Scalable extrinsic calibration of omni-directional image networks

We describe a linear-time algorithm that recovers absolute camera orientations and positions, along with uncertainty estimates, for networks of terrestrial image nodes spanning hundreds of meters in outdoor urban scenes. The algorithm produces pose estimates globally consistent to roughly 0.1degrees (2 milliradians) and 5 centimeters on average, or about four pixels of epipolar alignment. We assume that adjacent nodes observe overlapping portions of the scene, and that at least two distinct vanishing points are observed by each node. The algorithm decouples registration into pure rotation and translation stages. The rotation stage aligns nodes to commonly observed scene line directions; the translation stage assigns node positions consistent with locally estimated motion directions, then registers the resulting network to absolute (Earth) coordinates.
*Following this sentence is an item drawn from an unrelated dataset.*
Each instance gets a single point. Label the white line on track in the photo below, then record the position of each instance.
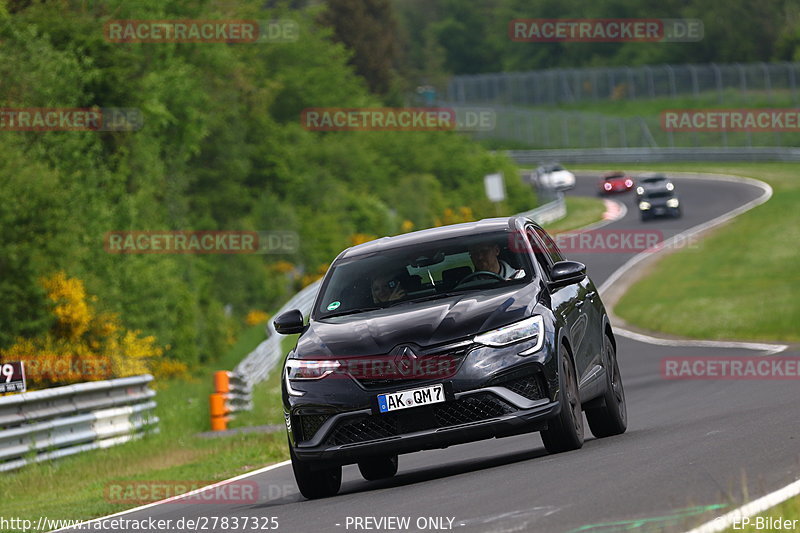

The paper's principal contributions include: extension of classic registration methods to large scale and dimensional extent; a consistent probabilistic framework for modeling projective uncertainty; and a new hybrid of Hough transform and expectation maximization algorithms. We assess the algorithm's performance on synthetic and real data, and draw several conclusions. First, by fusing thousands of observations the algorithm achieves accurate registration even in the face of significant lighting variations, low-level feature noise, and error in initial pose estimates. Second, the algorithm's robustness and accuracy increase with image field of view. Third, the algorithm surmounts the usual tradeoff between speed and accuracy; it is both faster and more accurate than manual bundle adjustment.